Should K8s run on VMs?

This morning I saw the VMware twitter account tweet a link to this blog post from Chip Zoller. It’s about why it’s better to run Kubernetes on VMs as opposed to running it on base-metal.

I think the post is a good read so before you proceed please checkout Chips post first. That being said, I think there are some arguments in there that are not 100% valid. I’ll give you the TL;DR and then go through each point in Chips post.

TL;DR;

If you’re running k8s on bare-metal you’ll miss out on some infra level features you are used to when running on vSphere. My point is that there are alternatives and that in some cases you don’t need those feature at all (like HA) because cloud native apps handle those things in the application layer.

The only valid point I see is that VMs still provide a far better isolation than containers.

Let’s dive in

No cloud provider, no storage/network options

This statement is somewhat true. But only if you refuse to go outside your vSphere Comfort Zone. of course if you run on bare-metal you can’t automatically deploy an Amazon ELB. But the same is true if you run on vSphere. If you’re running on vSphere you’ll need to add NSX-T to get that same functionality. And guess what… NSX-T runs fine on physical machines, not just in vSphere environments.

For storage you could easily use NFS or Ceph or ScaleIO or whatever works for you. Saying that vSphere already provides the storage for you is not true. You’ll have to maintain the storage solution vSphere is using anyways. Even if it’s vSAN. So imho it does not matter if that somebody in your company is maintaining storage for vSphere or for bare-metal kubernetes. Obviously if you run on a public cloud you don’t have to worry about that.

No fleet management, node scale. Automating bare metal very difficult.

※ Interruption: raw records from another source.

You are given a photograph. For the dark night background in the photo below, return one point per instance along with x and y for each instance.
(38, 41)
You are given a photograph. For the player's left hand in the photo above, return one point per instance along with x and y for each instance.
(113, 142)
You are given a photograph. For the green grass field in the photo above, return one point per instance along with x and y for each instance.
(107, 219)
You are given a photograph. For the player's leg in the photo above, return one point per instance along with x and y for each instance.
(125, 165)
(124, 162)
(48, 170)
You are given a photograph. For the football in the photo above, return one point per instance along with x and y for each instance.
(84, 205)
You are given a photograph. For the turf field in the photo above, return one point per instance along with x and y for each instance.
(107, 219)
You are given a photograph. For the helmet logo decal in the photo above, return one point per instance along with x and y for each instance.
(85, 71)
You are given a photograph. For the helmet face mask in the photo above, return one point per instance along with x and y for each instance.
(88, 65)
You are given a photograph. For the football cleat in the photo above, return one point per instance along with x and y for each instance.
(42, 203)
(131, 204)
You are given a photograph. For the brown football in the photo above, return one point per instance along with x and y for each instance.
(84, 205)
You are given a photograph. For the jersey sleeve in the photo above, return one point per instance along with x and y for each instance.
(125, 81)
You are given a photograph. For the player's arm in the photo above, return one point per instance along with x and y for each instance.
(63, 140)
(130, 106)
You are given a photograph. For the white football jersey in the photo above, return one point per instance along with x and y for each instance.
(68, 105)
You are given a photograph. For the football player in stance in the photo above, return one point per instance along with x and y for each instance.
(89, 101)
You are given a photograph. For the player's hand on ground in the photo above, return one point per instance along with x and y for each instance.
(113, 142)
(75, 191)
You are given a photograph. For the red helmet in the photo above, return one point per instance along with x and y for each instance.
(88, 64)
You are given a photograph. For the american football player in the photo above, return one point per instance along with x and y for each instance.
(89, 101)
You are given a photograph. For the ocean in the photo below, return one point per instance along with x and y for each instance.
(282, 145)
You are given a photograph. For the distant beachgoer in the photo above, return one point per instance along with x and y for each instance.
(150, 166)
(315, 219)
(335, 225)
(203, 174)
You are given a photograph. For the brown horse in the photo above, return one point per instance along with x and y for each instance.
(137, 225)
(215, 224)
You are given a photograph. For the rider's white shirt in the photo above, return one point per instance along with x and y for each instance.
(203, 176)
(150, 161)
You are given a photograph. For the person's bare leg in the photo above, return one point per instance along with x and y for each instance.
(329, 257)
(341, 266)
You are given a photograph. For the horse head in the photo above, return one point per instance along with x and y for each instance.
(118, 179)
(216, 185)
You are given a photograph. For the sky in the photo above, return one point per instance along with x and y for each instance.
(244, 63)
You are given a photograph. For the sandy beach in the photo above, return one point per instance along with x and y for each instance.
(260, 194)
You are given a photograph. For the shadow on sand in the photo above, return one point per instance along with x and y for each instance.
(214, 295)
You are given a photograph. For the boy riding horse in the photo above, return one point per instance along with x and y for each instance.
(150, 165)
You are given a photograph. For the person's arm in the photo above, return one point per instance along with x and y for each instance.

well… ever looked at packet.net? Apart from that this statement is very true. Especially for on-prem hardware.

Hardware issues, firmware, drivers, tuning. Linux distro compatibility.

The main take away being this quote: “On virtual machines, the precise physical details are abstracted away from you as the hypervisor presents a set of consistent, virtualized resources” But eehh… your vSphere layer has to run somewhere right? So you’ll still have manage the firmware and all that, it’s just someone else’s problem. But with on-prem hardware it is still your companies problem. Of course there are solution out there that make life easier (uch.. VxRail) but why couldn’t a company (Dell?) come up with a similar offering for bare-metal k8s?

No built-in monitoring for bare metal, not too many solutions out there for that.

This might be a valid point. Although I’m pretty sure Prometheus can monitor most stuff. Just slap the node exporter on all your machines anre you’re done. You’ll probably do that in a virtual environment as well anyways so there is no added “cost” here.

Procurement process and installation. Heterogeneous hardware.

VMs do not run on thin air. They run on hardware. So given the same amount of hardware resources for a bare-metal vs VM environment the installation and procurement process should not be any different.

Persistent storage on bare metal way more difficult.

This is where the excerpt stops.